The moment she learned about the pregnancy, change happened in an instant. She simply quit.
The experience of carrying a child and being responsible for its health made her understand she had to. It may have looked like discipline to a bystander, but it wasn’t about that at all. It was understanding.
Understanding is the root of change. People who change do so because they understand that they must.
Understanding removes the need for willpower. Once you truly understand that you should do a certain thing, doing it becomes your natural impulse, no effort or willpower required. You cannot not do it any more. What may look like discipline begins with understanding.
If you want to change, purely looking for more information is a waste of time. Unless you combine new information with gaining personal experience to discover understanding. You’re looking for change on the inside.
How do you know that change has taken place? Once you begin to act differently on the outside. Only this is true learning. Inner change begets outer change.
Subjective understanding is closer to the truth than objective information.
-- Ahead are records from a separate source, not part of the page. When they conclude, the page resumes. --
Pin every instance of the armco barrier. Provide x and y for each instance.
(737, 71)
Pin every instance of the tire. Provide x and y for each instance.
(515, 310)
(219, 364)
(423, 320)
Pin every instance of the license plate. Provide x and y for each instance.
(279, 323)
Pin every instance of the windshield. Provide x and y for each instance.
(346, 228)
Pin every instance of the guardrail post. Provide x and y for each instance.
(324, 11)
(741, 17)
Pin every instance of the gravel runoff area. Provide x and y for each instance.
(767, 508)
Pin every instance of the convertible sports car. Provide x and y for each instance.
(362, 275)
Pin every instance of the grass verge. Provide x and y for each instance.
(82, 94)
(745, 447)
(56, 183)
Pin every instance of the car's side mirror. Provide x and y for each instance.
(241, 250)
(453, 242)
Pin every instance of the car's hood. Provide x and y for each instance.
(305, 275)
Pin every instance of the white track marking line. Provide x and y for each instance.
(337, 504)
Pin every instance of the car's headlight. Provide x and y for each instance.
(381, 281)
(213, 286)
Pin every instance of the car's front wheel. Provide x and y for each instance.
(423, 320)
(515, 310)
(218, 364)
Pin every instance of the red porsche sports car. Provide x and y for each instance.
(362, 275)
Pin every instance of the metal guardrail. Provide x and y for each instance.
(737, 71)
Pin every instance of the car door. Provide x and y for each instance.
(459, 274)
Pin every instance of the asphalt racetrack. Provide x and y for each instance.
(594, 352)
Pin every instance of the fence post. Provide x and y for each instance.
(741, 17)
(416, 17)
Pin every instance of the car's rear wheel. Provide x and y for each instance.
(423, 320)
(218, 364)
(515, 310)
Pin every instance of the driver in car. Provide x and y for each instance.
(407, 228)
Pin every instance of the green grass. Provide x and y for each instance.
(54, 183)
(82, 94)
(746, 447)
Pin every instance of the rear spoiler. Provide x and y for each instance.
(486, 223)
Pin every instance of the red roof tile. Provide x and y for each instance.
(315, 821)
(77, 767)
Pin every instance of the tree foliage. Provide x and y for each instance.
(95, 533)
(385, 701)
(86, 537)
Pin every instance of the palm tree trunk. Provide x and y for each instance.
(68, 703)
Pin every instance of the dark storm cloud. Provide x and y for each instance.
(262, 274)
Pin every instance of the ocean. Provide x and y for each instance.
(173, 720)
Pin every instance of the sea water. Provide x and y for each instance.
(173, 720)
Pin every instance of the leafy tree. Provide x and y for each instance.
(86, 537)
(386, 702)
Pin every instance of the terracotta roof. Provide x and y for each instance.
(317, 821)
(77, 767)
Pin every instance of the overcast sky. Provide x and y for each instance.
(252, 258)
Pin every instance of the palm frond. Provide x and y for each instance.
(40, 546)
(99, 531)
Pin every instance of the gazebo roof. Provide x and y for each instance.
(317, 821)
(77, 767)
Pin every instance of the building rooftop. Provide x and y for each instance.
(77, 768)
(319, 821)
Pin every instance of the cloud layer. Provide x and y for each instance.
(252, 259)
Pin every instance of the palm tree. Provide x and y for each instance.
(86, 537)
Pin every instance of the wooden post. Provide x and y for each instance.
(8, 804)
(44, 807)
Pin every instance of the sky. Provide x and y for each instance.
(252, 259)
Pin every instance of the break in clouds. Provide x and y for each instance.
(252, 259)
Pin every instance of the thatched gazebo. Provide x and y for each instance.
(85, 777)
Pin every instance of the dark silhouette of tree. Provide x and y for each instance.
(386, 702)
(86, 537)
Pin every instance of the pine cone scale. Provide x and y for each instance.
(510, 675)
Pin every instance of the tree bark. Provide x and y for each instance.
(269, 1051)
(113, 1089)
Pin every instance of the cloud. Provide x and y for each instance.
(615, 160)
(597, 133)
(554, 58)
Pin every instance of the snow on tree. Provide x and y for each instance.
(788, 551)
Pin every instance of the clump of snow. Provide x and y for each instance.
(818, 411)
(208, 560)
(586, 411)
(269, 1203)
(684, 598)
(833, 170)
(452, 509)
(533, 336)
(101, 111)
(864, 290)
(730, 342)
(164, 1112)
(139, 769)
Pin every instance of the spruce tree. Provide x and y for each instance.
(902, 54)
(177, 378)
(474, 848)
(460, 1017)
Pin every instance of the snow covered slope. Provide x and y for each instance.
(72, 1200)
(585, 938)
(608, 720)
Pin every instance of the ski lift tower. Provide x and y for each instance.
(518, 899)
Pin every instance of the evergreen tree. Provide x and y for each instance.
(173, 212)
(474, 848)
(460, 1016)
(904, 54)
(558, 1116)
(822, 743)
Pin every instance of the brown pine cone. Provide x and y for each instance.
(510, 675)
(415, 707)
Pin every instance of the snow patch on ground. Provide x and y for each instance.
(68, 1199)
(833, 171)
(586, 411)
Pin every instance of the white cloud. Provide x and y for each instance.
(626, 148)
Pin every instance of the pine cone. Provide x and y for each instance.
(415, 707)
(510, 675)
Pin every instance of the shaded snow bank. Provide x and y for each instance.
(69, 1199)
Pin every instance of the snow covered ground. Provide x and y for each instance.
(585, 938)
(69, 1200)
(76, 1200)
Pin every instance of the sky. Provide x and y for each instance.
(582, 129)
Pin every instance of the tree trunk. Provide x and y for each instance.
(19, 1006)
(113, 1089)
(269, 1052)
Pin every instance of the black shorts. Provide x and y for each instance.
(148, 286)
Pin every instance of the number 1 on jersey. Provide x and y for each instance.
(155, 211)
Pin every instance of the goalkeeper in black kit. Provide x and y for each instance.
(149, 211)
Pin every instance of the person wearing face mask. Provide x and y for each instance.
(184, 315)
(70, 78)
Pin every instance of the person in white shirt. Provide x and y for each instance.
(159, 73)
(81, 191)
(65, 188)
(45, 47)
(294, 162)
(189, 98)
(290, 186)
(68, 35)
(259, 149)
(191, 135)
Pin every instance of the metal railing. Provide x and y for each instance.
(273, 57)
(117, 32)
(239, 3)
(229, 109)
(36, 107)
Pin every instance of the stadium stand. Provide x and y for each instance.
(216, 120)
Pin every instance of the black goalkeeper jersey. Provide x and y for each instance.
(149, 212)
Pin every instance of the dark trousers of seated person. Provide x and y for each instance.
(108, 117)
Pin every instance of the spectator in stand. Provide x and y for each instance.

No amount of information can give you the feeling of carrying a child. You cannot find knowledge in others, not in books, not in blogs. You can only find it within your own experience. So that’s what you must pay attention to.
Paying Attention
While acting differently is effortless once you understand, gaining the experience you need is hard. So hard. It takes time and that’s okay—and if you’re not ready, you’re not ready.
When I say change doesn’t require discipline, I don’t mean to say it isn’t painful. I definitely don’t mean to say it’s easy.
Experiences that trigger new understanding are excruciating because they require you to recognise a contradiction within your current beliefs. They require you to let go of a part of yourself, a part that was meant to keep you safe within the comfort of the familiar.
If you’re looking for change, you must look for understanding. And if you’re looking for understanding, you must look within your own experience.
It’s our default attitude to avoid understanding the mistakes we’re making. We seek distractions to avoid the pain that comes with introspection and contemplation. In the short-term, it’s easier to cope.
But understanding involves awareness and paying attention to the things that matter.
I started curbing my information addiction after I began journaling. Trying to put my thoughts into words, forced me to face the inadequacy of my own understanding. This realisation was tremendously painful, but I couldn't escape it. It was on the page right in front of me.
I felt disgust. Disgust for all the time I wasted. I wasted time because I wanted to “learn” faster—in other words, rushing on to the next book. I rarely stayed with a fresh idea or concept long enough to create experiences that would trigger understanding within. If you want to learn fast, go slow.
The act of journaling created the experience I needed to realise the void I was leaving. Only then did I notice and understand the pain of being blast last—two years after getting typed. I could finally see the root of my stuckness.
The experience was painful, but my behaviour has changed since then. I began putting myself out there and creating regularly. You're reading the results right now.
This led to more subjective satisfaction and new objective opportunities. It helped me get my current job and find mentorship.
I also found a deeper sense of freedom.
More information is not the answer. Good things wait for you on the other side of introspection, understanding, and change.